Regents' Professor and Head, Department of Microbiology and Immunology ; Professor of Medicine (Joint Appointment) Infectious Diseases and Internal Medicine
Biography

Bio

Ashley T. Haase is a Regents' Professor and Head of the Department Microbiology and Immunology at the University of Minnesota, Minneapolis. Dr. Haase has devoted the past 25 years of his career to investigating human (HIV-1/AIDS) and non-human primate (SIV) lentivirus infections, and his laboratory is currently investigating the globally predominant sexual route of HIV transmission in the SIV rhesus macaque model with the goal of developing effective vaccines and microbicides. Dr.
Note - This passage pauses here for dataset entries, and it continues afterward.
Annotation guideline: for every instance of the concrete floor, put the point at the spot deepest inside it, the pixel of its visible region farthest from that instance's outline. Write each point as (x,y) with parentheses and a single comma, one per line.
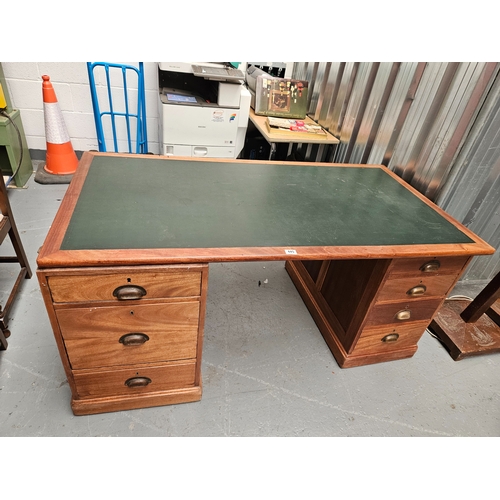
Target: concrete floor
(266,368)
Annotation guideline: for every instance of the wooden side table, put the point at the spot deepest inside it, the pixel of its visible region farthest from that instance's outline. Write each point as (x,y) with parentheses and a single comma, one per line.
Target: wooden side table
(469,328)
(275,138)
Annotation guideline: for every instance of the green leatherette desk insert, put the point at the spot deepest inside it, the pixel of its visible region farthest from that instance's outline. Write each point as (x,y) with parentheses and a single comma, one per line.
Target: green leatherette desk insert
(371,257)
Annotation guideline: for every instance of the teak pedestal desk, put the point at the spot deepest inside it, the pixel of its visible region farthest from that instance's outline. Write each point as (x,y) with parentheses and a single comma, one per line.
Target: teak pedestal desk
(124,268)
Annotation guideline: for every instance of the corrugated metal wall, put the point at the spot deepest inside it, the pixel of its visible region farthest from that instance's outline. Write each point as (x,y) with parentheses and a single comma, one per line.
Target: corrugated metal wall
(434,124)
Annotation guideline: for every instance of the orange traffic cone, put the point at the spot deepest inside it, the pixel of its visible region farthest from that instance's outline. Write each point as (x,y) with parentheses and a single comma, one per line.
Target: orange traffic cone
(61,158)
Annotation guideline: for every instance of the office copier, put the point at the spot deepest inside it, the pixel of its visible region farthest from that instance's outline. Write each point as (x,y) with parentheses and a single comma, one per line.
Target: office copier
(203,109)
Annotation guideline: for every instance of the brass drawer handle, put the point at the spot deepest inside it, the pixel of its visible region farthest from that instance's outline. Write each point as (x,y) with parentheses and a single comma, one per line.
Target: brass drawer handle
(134,339)
(392,337)
(431,266)
(138,382)
(129,292)
(417,291)
(402,315)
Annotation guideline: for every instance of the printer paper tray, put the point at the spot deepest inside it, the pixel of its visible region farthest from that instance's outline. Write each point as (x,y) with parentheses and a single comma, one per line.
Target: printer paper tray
(198,151)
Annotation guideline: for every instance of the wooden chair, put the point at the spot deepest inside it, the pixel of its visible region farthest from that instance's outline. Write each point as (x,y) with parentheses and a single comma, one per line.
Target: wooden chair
(8,227)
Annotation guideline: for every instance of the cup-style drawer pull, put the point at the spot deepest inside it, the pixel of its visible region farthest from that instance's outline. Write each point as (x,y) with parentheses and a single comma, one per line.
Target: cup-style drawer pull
(134,339)
(416,291)
(392,337)
(404,314)
(129,292)
(138,382)
(431,266)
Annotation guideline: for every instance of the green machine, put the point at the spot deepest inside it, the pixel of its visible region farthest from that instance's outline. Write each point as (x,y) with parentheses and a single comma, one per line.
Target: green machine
(15,160)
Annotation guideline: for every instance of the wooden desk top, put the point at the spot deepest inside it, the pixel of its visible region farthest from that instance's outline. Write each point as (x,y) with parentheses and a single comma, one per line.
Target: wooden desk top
(145,209)
(260,122)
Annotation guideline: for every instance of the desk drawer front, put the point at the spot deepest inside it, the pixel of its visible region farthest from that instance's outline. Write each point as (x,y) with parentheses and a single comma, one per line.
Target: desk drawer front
(389,338)
(120,335)
(134,380)
(125,286)
(398,313)
(401,288)
(425,266)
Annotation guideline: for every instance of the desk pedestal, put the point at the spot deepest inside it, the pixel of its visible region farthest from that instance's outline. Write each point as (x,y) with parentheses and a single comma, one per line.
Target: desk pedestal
(371,311)
(128,337)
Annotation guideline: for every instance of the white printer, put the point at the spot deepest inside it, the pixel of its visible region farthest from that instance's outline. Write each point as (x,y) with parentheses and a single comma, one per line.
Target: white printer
(203,109)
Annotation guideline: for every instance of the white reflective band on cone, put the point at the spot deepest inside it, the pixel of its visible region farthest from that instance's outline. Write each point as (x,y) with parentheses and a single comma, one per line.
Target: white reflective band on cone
(55,128)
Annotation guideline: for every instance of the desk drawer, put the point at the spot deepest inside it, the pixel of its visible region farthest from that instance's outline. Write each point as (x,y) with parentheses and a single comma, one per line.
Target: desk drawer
(397,313)
(412,288)
(380,339)
(426,266)
(134,380)
(120,335)
(128,285)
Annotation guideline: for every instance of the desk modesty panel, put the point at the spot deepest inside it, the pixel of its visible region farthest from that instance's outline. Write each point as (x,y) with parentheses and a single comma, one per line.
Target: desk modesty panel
(124,268)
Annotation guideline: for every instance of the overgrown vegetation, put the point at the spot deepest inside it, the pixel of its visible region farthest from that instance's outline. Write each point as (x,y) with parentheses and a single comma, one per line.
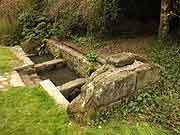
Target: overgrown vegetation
(7,60)
(159,103)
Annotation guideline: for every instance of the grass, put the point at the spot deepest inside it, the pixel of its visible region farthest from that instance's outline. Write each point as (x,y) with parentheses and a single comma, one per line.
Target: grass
(29,110)
(7,60)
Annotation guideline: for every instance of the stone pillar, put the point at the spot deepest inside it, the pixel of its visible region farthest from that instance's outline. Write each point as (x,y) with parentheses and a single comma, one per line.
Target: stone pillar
(164,27)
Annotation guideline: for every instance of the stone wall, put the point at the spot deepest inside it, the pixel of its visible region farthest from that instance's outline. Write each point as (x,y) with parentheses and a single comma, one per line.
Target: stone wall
(111,83)
(74,59)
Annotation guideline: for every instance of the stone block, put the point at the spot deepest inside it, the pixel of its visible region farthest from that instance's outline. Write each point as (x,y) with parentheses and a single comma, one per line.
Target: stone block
(51,89)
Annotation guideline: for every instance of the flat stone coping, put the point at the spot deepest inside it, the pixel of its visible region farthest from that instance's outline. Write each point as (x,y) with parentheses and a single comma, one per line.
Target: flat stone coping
(51,89)
(48,65)
(21,55)
(15,79)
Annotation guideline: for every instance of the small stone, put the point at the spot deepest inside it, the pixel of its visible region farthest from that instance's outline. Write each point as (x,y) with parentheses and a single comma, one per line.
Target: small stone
(3,79)
(4,83)
(121,59)
(1,86)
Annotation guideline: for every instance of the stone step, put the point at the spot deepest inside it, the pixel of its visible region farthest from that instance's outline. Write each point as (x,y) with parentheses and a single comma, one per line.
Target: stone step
(49,65)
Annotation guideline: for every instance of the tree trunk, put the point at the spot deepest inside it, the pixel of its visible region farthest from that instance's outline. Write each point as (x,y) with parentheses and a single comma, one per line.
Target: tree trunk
(164,27)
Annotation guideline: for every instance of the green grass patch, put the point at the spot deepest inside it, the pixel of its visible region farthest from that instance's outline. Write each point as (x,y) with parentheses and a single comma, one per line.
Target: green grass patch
(7,60)
(29,110)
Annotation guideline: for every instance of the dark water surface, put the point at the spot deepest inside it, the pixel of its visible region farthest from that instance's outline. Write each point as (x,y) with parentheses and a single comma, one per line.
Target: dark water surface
(59,76)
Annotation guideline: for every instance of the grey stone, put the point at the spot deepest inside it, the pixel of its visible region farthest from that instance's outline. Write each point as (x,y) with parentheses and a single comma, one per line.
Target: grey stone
(123,59)
(75,60)
(110,84)
(51,89)
(68,88)
(49,65)
(15,79)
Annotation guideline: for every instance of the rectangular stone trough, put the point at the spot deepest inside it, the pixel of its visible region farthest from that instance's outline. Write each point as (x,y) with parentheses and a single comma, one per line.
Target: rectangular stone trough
(54,75)
(63,77)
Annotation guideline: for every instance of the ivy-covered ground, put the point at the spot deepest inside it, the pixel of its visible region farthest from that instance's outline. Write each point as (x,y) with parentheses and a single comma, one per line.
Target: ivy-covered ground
(154,110)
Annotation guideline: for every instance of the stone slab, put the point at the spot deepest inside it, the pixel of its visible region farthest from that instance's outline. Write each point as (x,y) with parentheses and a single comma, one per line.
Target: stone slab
(15,79)
(49,65)
(68,88)
(51,89)
(21,55)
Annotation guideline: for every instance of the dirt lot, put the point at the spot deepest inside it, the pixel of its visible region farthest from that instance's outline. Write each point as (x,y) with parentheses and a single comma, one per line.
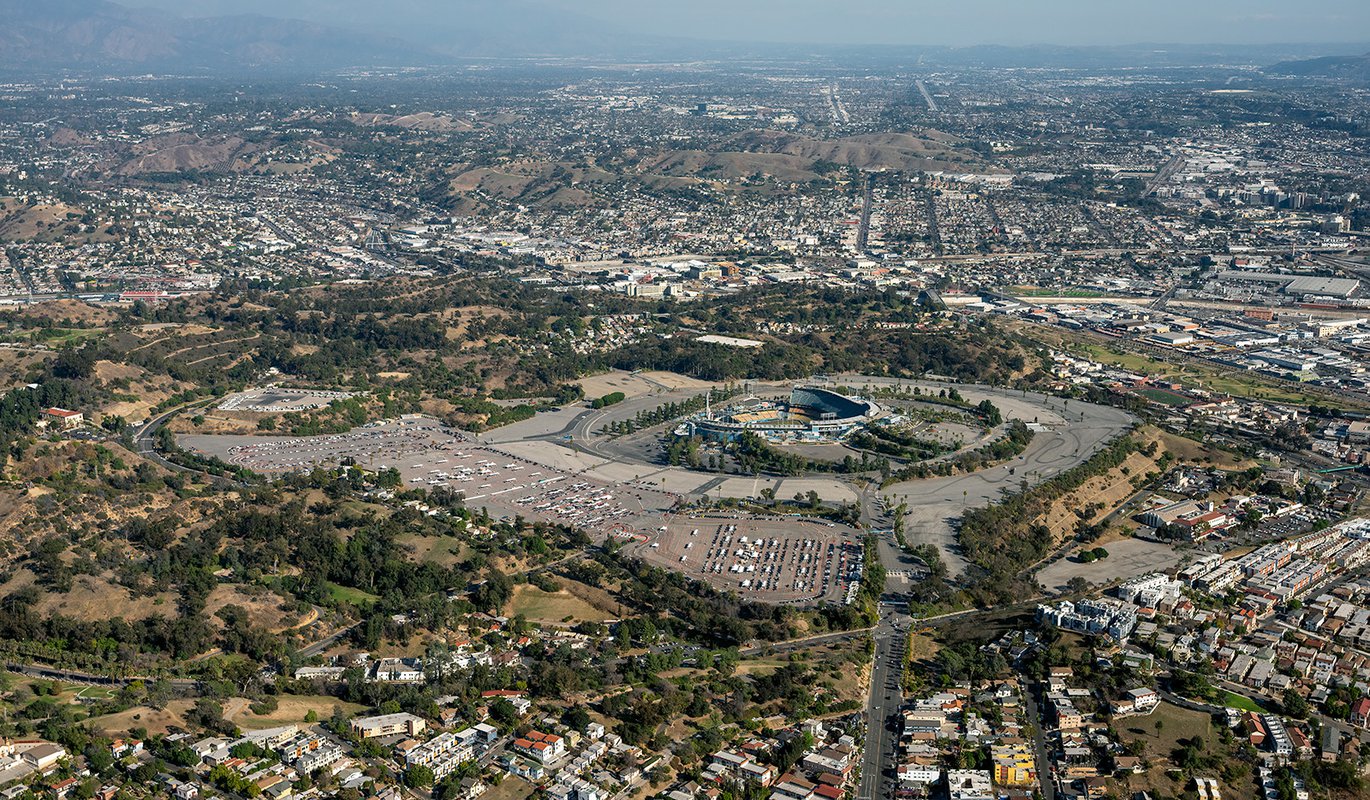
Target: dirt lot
(93,597)
(1128,558)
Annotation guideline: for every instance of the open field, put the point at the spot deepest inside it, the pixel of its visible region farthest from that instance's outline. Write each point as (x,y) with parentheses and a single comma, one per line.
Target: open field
(554,607)
(1241,703)
(95,597)
(1176,723)
(439,550)
(1198,376)
(559,467)
(154,719)
(350,595)
(291,708)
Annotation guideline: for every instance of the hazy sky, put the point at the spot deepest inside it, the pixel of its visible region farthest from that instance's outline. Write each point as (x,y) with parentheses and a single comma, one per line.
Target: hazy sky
(954,22)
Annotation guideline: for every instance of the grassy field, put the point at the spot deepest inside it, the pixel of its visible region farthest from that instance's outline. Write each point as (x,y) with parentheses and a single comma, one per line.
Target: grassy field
(437,550)
(155,721)
(1165,396)
(292,708)
(543,607)
(1199,377)
(1241,703)
(510,789)
(350,595)
(63,336)
(1176,723)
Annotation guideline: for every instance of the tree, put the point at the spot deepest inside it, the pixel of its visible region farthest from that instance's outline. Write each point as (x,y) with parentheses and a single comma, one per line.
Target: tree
(1295,704)
(418,777)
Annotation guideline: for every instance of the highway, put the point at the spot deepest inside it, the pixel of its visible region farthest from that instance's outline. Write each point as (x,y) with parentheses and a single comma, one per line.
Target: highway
(880,754)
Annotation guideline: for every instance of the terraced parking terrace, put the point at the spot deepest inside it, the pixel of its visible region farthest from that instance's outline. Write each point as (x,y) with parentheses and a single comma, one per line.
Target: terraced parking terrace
(429,455)
(780,559)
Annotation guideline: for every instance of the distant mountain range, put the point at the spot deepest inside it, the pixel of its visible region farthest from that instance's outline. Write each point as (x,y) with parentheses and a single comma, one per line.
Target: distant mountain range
(37,34)
(102,34)
(1344,67)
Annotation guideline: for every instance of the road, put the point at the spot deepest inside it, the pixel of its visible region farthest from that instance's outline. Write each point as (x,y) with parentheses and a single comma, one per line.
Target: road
(78,677)
(1073,433)
(880,754)
(145,443)
(1039,740)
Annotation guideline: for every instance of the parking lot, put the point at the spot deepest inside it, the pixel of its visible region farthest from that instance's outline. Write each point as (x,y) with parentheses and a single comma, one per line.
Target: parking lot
(429,455)
(774,560)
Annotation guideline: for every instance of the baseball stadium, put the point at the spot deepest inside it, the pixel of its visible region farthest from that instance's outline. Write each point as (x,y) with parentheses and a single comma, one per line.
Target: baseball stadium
(810,414)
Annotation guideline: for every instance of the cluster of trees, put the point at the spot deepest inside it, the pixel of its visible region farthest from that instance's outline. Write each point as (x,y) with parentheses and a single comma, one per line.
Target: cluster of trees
(611,399)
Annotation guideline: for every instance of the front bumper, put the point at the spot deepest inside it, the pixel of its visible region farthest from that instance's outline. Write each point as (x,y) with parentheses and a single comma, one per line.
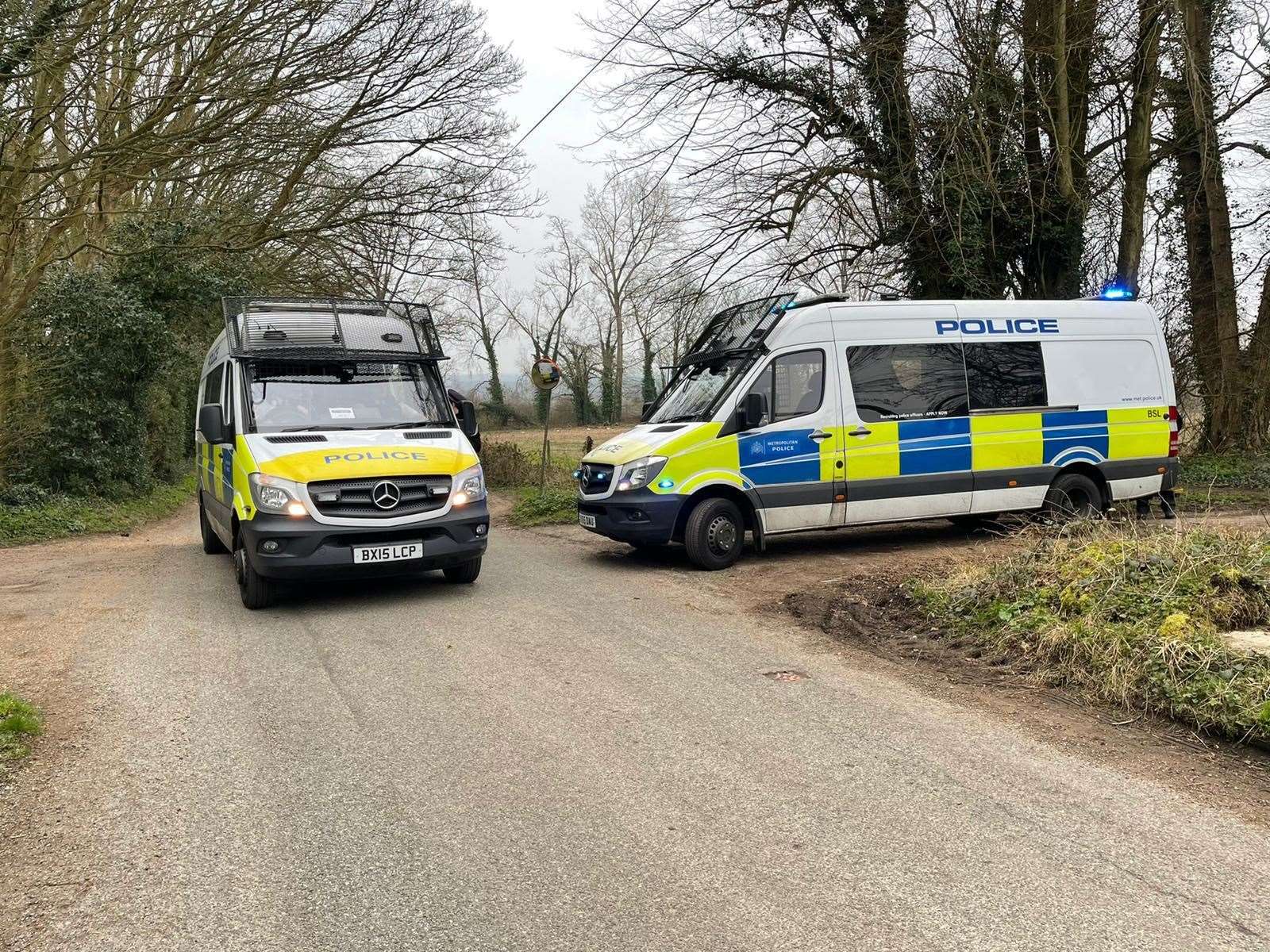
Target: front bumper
(311,550)
(637,516)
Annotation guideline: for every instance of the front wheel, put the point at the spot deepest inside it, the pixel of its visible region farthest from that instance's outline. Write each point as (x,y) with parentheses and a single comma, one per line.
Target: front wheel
(975,522)
(715,535)
(464,573)
(1072,497)
(257,590)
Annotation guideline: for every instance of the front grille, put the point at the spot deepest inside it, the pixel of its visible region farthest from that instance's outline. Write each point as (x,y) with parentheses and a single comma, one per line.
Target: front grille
(596,479)
(353,499)
(298,438)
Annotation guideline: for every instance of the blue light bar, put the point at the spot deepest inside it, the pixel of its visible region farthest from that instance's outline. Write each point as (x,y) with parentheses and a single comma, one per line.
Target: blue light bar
(1117,292)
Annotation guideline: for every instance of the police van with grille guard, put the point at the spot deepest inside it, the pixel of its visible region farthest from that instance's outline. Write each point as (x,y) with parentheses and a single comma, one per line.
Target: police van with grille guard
(327,446)
(813,413)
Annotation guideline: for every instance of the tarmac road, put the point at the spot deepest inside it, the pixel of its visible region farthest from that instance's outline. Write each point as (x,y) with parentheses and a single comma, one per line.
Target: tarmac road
(581,752)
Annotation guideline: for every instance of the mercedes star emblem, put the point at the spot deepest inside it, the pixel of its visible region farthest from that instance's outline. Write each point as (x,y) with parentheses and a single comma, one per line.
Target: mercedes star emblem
(385,494)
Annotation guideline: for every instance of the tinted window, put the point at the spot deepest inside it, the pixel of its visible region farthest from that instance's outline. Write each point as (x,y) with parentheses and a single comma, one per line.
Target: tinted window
(793,384)
(907,381)
(1003,376)
(213,385)
(296,397)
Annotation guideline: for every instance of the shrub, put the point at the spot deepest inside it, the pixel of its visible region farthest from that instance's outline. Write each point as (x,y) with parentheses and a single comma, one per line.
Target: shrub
(94,352)
(19,723)
(556,505)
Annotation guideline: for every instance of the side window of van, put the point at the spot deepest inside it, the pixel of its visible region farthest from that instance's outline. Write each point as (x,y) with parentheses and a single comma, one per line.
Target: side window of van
(907,381)
(213,385)
(1005,376)
(793,384)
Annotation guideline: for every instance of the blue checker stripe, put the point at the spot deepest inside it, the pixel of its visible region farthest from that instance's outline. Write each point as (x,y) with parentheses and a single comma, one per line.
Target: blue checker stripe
(940,427)
(784,456)
(1095,440)
(1073,418)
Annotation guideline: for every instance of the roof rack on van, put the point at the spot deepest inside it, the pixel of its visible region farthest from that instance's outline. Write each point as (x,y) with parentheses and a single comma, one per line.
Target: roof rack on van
(738,329)
(310,328)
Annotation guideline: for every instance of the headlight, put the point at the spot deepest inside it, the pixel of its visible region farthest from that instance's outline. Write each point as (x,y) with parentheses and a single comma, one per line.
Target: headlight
(641,473)
(275,494)
(469,486)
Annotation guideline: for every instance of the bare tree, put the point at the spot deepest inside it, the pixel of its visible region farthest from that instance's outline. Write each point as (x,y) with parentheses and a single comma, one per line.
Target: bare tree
(473,298)
(626,225)
(290,127)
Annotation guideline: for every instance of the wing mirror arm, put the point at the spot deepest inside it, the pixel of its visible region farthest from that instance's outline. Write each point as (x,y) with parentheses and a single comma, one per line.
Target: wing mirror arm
(752,412)
(211,424)
(468,418)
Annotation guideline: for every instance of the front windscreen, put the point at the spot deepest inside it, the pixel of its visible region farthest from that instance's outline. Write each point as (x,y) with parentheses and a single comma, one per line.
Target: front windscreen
(287,397)
(696,390)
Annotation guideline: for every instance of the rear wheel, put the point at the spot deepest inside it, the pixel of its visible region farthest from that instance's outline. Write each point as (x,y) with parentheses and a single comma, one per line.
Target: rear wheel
(1073,497)
(463,574)
(715,535)
(213,543)
(257,590)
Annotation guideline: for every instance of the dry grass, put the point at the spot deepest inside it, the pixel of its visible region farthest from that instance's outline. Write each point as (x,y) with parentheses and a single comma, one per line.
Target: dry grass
(1128,615)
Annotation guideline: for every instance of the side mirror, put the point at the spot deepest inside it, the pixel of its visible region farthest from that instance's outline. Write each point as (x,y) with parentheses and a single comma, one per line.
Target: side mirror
(468,418)
(211,424)
(752,412)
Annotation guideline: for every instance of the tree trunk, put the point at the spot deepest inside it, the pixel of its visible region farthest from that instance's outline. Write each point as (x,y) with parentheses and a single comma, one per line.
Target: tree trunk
(649,390)
(1210,249)
(1137,148)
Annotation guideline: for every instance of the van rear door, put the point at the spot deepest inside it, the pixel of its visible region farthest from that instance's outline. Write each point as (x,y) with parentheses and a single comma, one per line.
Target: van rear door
(907,444)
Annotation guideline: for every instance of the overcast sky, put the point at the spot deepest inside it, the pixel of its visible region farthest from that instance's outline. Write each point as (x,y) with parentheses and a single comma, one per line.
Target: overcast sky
(541,36)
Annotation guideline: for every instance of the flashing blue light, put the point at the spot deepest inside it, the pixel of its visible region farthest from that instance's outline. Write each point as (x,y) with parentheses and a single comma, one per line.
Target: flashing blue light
(1117,292)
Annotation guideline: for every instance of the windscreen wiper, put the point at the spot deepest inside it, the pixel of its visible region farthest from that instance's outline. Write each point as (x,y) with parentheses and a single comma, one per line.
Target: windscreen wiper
(408,425)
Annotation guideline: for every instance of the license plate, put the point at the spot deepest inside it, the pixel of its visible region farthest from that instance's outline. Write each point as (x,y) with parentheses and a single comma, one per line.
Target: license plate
(397,552)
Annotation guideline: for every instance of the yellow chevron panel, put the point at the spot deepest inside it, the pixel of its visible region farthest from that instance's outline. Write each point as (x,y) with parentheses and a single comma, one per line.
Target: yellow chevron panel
(1006,441)
(876,456)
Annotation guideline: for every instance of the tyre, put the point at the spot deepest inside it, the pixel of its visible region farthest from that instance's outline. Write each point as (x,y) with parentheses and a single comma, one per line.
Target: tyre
(213,543)
(463,574)
(257,590)
(715,535)
(1072,497)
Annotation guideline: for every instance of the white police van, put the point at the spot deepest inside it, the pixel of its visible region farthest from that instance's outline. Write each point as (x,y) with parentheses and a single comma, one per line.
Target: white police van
(327,446)
(812,413)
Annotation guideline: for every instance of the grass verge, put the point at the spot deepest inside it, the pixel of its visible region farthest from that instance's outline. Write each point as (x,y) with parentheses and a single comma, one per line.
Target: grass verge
(1134,620)
(57,517)
(1225,482)
(19,723)
(556,507)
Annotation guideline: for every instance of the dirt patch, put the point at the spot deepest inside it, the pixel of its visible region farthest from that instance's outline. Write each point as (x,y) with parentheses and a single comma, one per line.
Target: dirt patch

Haase is an NIH NINDS Javits Awardee and two-time recipient of an NIH MERIT Award for his work on HIV, and a member of the Institute of Medicine of the National Academy of Sciences.

Research Summary

Viral pathogenesis, HIV My laboratory investigates the pathogenesis, treatment and prevention of lentiviral immunodeficiency infections caused by HIV-1 and its simian relative, SIV, using such technologies as in situ hybridization, in situ tetramer staining and quantitative image analysis to visualize infection and the hosts' cellular immune response in tissues. Much of our recent work has focused on sexual mucosal transmission and the acute stage of SIV infection, the roles of "resting" and activated CD4 T cells in establishing infection, and the mechanisms of the massive depletion of CD4 T cells in the gut. Going forward, these studies provide a foundation for studies of the correlates of protection for attenuated vaccines, and the development of vaccines and microbicides to prevent transmission. My laboratory has also undertaken a comprehensive microarray analysis of HIV-1 and SIV infections with the objectives of understanding pathogenesis and identifying novel targets for treatment and prevention. Current efforts focus on broadening the microarray analysis to encompass the early through late stages of HIV-1 infection, and mapping genes identified in the analysis to gain insight into their function in HIV-1 infected lymphatic tissues, the principal sites of virus production, persistence and pathology.